Il était accompagné du ministre de la Défense Hervé Morin, du général Bruno Cuche, chef d'état-major de l'armée de Terre, et du maire UMP de Carcassonne Gérard Larrat.

"D'après tout ce que le monde pense, la piste criminelle semble évacuée. Ca n'enlève pas la gravité des choses, les victimes restent les victimes quelles que soient les intentions, que ce soit criminel ou une grande imprudence", a déclaré le président, qui est resté environ 40 minutes au chevet des cinq victimes, dont deux enfants, hospitalisées à Carcassonne.

Interrogé sur l'emploi de balles réelles lors de l'exercice de démonstration, M. Sarkozy, employant "des mots choisis qui ne reflètent pas tout à fait" ce qu'il pensait, a déclaré que ce n'était "pas normal".

"Et quand je dis ce n'est pas normal, c'est toute la chaîne qui devra s'expliquer, la personne qui a fait ça et l'encadrement", a-t-il souligné.

"Disons les choses comme elles sont", a poursuivi le président, "il y a eu un relâchement inacceptable qui a conduit à ce qu'il faut bien appeler un drame qui aurait pu être bien pire".

"Et je n'ai pas l'intention d'attendre qu'il y ait un jour un drame bien pire pour réagir.

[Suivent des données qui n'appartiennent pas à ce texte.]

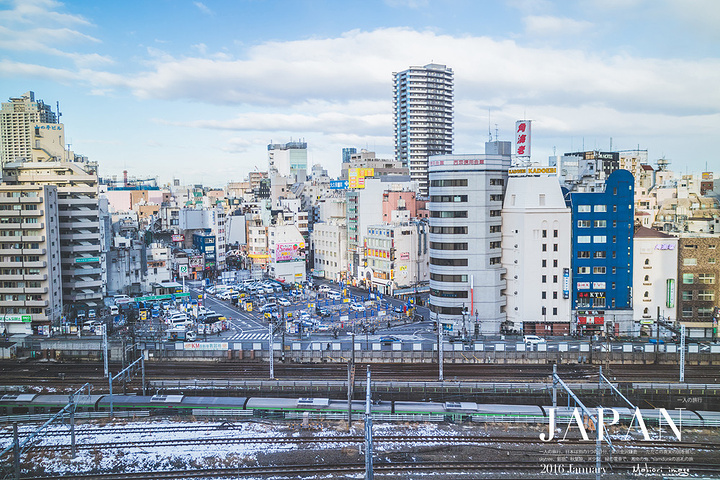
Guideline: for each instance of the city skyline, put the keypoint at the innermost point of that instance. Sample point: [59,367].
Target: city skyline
[197,90]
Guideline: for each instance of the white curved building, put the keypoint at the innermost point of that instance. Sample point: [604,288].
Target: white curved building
[466,273]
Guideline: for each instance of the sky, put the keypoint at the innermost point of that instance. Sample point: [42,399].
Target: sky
[196,90]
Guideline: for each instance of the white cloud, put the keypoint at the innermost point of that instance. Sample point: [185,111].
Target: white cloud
[203,8]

La réaction sera rapide et sévère", a-t-il redit.

"La justice fera la lumière", a-t-il dit. "C'est au procureur de la République de dire ce qui s'est passé". Mais, "avec le ministre de la Défense, nous sommes décidés à tirer les conséquences, s'agissant des responsabilités administratives", a-t-il prévenu.

Le président de la République devait ensuite se rendre en milieu de journée au CHU Purpan de Toulouse, au chevet de trois enfants blessés dimanche.